Plaintiff, however, contends that she exercised due diligence in presenting the evidence from Parikh and Cabin. Plaintiff alleged in her section 2 -- 1401 petition not only that the affidavits of Patel and Steiner contradicted the depositions of Parikh and Cabin, but also that the affidavits of Patel and Steiner were false, misleading, and perjurious. Plaintiff further alleged that their lies prevented her from deposing Parikh and Cabin earlier. Plaintiff is correct that the fraudulent concealment of evidence is a factor in determining whether a section 2 -- 1401 petitioner exercised due diligence in discovering and presenting the ground for relief. (Malek, 152 Ill. App. 3d at 497-98, 504 N.E.2d at 895-96.) Courts reason that when an opponent suppresses information, as to prevent the inquirer from realizing what has occurred, the failure to discover the information is the result of the opponent's fault and not the inquirer's negligence. 152 Ill. App. 3d at 499, 504 N.E.2d at 897, quoting Ostendorf, 89 Ill. 2d at 284-85, 433 N.E.2d at 258.
We reject plaintiff's contention. Plaintiff's argument contains a crucial assumption, which she asserted in her petition, maintained in her appellate brief, and stressed at oral argument. Plaintiff assumes that because Patel and Steiner swore that they played a limited role in her care and treatment, and because Parikh and Cabin swore that Patel and Steiner had the overall responsibility for her care and treatment, Patel and Steiner, therefore, must be liars and their affidavits must be perjurious.
This assumption is fallacious and fatal to her argument. It is quite settled that a judgment is not set aside simply because the losing party comes into court and boldly asserts that it was premised on false facts. (Filosa v. Pecora (1974), 18 Ill. App. 3d 123, 128, 309 N.E.2d 356, 360.) Where a section 2 -- 1401 petition seeks relief based upon alleged perjured testimony, it must be shown by clear, convincing, and satisfactory evidence that the testimony was not only false, but that it was willfully and purposely falsely given. David v. Retirement Board (1972), 4 Ill. App. 3d 221, 225, 280 N.E.2d 735, 738.
Plaintiff's section 2 -- 1401 petition falls far short of this mark. Plaintiff failed to allege any facts even remotely demonstrating that Patel and Steiner willfully and purposely lied in their affidavits. Simply put, contradictory testimony between two pairs of witnesses, standing alone, does not establish one pair of witnesses to be liars any more than the other pair. Rather, they have created a disputed issue of fact.
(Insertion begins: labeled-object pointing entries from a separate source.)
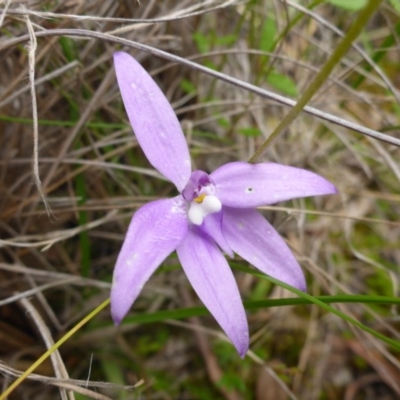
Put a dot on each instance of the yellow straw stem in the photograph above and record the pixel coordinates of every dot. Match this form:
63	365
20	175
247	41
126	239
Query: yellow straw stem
56	345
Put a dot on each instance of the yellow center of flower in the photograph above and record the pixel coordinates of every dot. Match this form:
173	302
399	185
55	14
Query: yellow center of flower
200	199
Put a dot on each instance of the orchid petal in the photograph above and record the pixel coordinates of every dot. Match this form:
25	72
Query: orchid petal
154	122
213	281
244	185
251	236
212	226
155	231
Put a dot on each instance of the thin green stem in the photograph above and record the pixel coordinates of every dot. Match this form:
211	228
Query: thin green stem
358	25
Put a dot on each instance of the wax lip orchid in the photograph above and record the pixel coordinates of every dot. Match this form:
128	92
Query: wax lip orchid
213	212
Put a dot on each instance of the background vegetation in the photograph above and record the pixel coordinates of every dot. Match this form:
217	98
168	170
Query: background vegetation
56	268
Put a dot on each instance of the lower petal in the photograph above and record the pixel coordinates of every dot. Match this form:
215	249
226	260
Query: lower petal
212	226
155	231
213	281
251	236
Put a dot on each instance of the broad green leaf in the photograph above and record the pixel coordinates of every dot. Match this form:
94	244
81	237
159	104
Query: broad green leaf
395	4
282	83
250	131
188	86
352	5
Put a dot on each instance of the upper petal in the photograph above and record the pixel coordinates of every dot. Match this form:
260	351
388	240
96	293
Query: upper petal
251	236
155	231
244	185
213	281
156	126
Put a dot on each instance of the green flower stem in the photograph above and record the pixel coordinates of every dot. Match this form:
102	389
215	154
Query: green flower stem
358	25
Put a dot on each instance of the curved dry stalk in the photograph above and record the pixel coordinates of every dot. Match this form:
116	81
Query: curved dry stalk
226	78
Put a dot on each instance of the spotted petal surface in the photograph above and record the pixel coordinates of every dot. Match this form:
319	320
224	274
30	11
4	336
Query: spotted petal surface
251	236
213	281
156	230
154	122
244	185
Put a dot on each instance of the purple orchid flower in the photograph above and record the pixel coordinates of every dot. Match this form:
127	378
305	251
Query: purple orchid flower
213	212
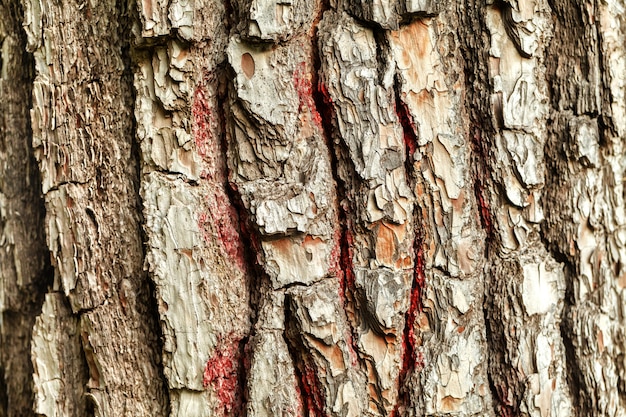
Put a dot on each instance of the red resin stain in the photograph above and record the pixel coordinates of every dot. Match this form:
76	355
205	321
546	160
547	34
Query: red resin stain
304	88
411	359
222	375
341	266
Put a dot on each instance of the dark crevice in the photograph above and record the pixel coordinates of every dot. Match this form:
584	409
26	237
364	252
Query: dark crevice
311	397
474	43
24	246
147	290
411	359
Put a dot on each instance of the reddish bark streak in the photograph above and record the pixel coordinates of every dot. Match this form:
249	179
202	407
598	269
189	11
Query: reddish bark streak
479	189
222	374
302	83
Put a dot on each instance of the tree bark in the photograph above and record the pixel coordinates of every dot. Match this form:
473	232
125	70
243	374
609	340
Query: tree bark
313	208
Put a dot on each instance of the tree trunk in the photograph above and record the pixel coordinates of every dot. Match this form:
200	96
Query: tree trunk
313	208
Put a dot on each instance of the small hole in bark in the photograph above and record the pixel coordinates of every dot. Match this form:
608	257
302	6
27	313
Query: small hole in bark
247	65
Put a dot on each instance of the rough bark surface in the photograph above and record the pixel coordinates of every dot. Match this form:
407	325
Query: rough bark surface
313	208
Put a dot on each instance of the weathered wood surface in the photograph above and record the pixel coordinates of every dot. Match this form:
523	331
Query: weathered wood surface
313	208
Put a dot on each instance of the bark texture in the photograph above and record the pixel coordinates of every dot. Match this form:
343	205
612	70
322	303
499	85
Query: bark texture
313	208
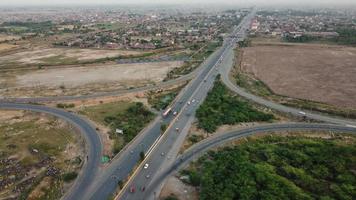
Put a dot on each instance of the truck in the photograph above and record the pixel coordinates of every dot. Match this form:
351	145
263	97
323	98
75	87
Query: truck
166	113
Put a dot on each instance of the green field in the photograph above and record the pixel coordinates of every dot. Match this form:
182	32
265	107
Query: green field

In the case at bar, plaintiff had the opportunity to discover, and could reasonably have discovered, the disputed issue of fact regarding the extent of Patel's and Steiner's involvement in her case and treatment, prior to the entry of the summary judgments. She failed to do so. We hold that the trial court did not abuse its discretion in denying plaintiff's section 2 -- 1401 petition to vacate the summary judgments for Patel and Steiner.
For the foregoing reasons, the order of the circuit court of Cook County, which denied plaintiff's section 2 -- 1401 petition, is affirmed.